Penguasa Han menerima perbudakan sebagai bagian dari masyarakat. Namun mereka mengeluarkan dekrit yang menjelaskan siapa yang boleh dan, yang lebih penting, tidak boleh dijual sebagai budak.
Karena sejarah panjang perbudakan sebagai bentuk hukuman, budak mendapat stigma. Semua terjadi karena keterkaitannya dengan kriminalitas dan juga karena statusnya yang tidak bebas. Dinasti Han, serta pemerintahan selanjutnya, tidak hanya membedakan antara orang yang “bebas” dan “tidak bebas”. Namun juga antara orang yang “baik (liang)” dan “yang direndahkan (jian)”.
Perbudakan di era Dinasti Han dan Tang
Di era Han dan setelahnya, penculikan atau pemaksaan orang baik menjadi budak adalah kejahatan serius. Namun perbudakan saja tidak dapat mengubah status seseorang. Sebuah kasus pengadilan pada tahun 502 mencatat seorang pria yang menjual putrinya kepada seorang pedagang budak. Sang pedagang kemudian menjual kembali gadis tersebut. Si pedagang dieksekusi karena ia mencoba meloloskan si anak dari status “baik” menjadi “rendah”. Kejahatan itu, pada dasarnya, adalah penipuan.

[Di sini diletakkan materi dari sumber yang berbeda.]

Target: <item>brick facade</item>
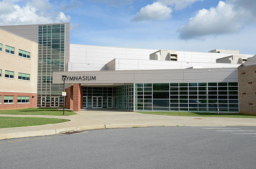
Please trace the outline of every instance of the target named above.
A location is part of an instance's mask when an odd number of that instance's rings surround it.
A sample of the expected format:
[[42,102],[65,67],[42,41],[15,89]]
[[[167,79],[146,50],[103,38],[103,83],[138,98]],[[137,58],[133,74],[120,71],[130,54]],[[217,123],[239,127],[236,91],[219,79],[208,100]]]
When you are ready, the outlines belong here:
[[65,98],[66,107],[74,111],[80,111],[82,108],[82,87],[80,84],[74,84],[65,90],[67,96]]
[[[1,102],[0,110],[36,107],[36,93],[0,91]],[[13,96],[13,103],[5,104],[5,96]],[[29,103],[18,103],[18,96],[29,96]],[[32,98],[33,96],[33,98]]]
[[73,109],[73,86],[70,86],[65,90],[67,96],[65,97],[65,107],[69,109]]
[[239,112],[256,115],[256,66],[238,68]]

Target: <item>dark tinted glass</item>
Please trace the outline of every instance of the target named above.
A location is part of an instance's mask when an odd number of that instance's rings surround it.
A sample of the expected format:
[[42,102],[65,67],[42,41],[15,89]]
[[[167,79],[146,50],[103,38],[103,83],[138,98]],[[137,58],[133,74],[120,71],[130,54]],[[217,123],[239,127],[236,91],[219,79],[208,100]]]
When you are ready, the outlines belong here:
[[169,98],[169,91],[153,91],[153,98]]
[[154,91],[169,91],[169,83],[153,83]]
[[153,107],[169,107],[169,100],[153,100]]

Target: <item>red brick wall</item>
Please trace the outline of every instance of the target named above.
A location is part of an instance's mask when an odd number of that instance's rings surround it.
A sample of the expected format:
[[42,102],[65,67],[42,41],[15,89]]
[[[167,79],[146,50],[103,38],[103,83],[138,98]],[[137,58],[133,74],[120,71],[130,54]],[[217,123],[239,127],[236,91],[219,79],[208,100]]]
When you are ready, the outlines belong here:
[[80,111],[81,108],[81,84],[73,85],[73,110]]
[[238,68],[239,112],[256,115],[256,66]]
[[65,90],[67,96],[65,97],[65,106],[69,109],[73,109],[73,86]]
[[81,86],[81,106],[80,108],[83,109],[83,86]]
[[[36,107],[36,93],[29,93],[5,92],[0,91],[0,96],[1,96],[0,110]],[[4,97],[5,96],[13,96],[13,103],[4,104]],[[29,103],[18,103],[17,100],[18,96],[29,96]],[[32,98],[32,96],[34,96],[34,98]]]
[[82,86],[80,84],[74,84],[67,88],[67,96],[65,98],[65,107],[74,111],[80,111],[82,108]]

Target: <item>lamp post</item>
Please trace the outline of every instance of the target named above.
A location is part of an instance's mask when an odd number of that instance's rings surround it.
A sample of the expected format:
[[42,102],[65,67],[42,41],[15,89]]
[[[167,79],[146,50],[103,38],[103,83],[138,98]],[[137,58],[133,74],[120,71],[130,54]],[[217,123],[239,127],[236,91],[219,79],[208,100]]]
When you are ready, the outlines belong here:
[[[65,80],[66,80],[66,78],[67,78],[67,76],[62,75],[62,81],[63,81],[63,91],[65,91]],[[65,96],[63,96],[63,115],[65,114],[64,113],[65,111]]]

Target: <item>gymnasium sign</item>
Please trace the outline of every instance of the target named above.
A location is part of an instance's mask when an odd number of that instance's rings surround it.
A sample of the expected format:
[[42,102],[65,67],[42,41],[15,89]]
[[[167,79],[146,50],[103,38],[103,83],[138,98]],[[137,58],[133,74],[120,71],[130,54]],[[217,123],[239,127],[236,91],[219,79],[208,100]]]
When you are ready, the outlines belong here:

Tang Code beberapa kali menyatakan bahwa budak dapat dibeli dan dijual sebagai milik pribadi. Sama seperti seseorang dapat membeli atau menjual hewan peliharaan. Meskipun demikian, kode tersebut tetap memperlakukan budak sebagai manusia. Seorang majikan bisa dihukum (ironisnya dengan satu tahun kerja paksa) karena membunuh budaknya. Membunuh seorang budak yang membela majikannya atau harta benda majikannya sama dengan membunuh orang yang “baik”.
Undang-undang tersebut memperlakukan orang-orang yang “direndahkan”, termasuk budak, secara berbeda dengan orang-orang yang “baik”. Kejahatan yang dilakukan oleh orang yang hina terhadap orang baik akan mendapat hukuman yang lebih berat dibandingkan sebaliknya. Status yang direndahkan juga bersifat turun-temurun. Anak-anak budak di kelas yang direndahkan dapat dilahirkan dalam perbudakan.

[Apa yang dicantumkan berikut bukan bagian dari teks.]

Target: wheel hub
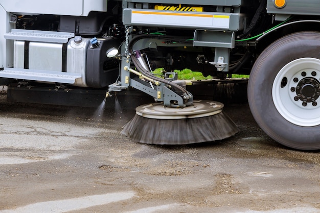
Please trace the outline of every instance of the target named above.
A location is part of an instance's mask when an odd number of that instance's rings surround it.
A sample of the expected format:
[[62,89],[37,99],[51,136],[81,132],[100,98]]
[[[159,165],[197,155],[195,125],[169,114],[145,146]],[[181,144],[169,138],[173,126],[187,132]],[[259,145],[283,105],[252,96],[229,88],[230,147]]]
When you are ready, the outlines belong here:
[[273,81],[272,99],[279,113],[291,123],[320,125],[320,59],[302,58],[285,65]]
[[[316,75],[315,72],[312,73],[314,74],[315,76]],[[296,80],[296,78],[294,78],[293,80]],[[316,101],[320,96],[319,85],[319,81],[313,77],[302,79],[299,82],[296,87],[291,88],[291,91],[295,91],[296,94],[293,99],[295,101],[299,100],[302,101],[303,106],[306,106],[308,103],[312,103],[313,106],[316,106],[317,103]]]

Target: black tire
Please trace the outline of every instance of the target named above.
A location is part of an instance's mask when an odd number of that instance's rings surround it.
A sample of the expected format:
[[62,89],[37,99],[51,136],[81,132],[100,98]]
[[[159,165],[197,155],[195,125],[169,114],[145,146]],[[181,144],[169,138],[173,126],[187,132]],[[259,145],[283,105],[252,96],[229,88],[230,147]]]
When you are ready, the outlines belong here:
[[319,59],[320,33],[299,32],[271,44],[252,68],[251,112],[261,129],[285,146],[320,149]]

Perlakuan yang tidak setara terhadap kedua kelompok juga meluas pada pelanggaran yang bersifat seksual. Ada pembatasan budaya dan hukum yang kuat terhadap orang-orang terhina yang menikah dengan orang baik, dan pemerintahan selanjutnya—khususnya Qing—khawatir akan “polusi” terhadap perempuan “baik” melalui penetrasi, baik secara paksa atau tidak, oleh laki-laki “rendah”.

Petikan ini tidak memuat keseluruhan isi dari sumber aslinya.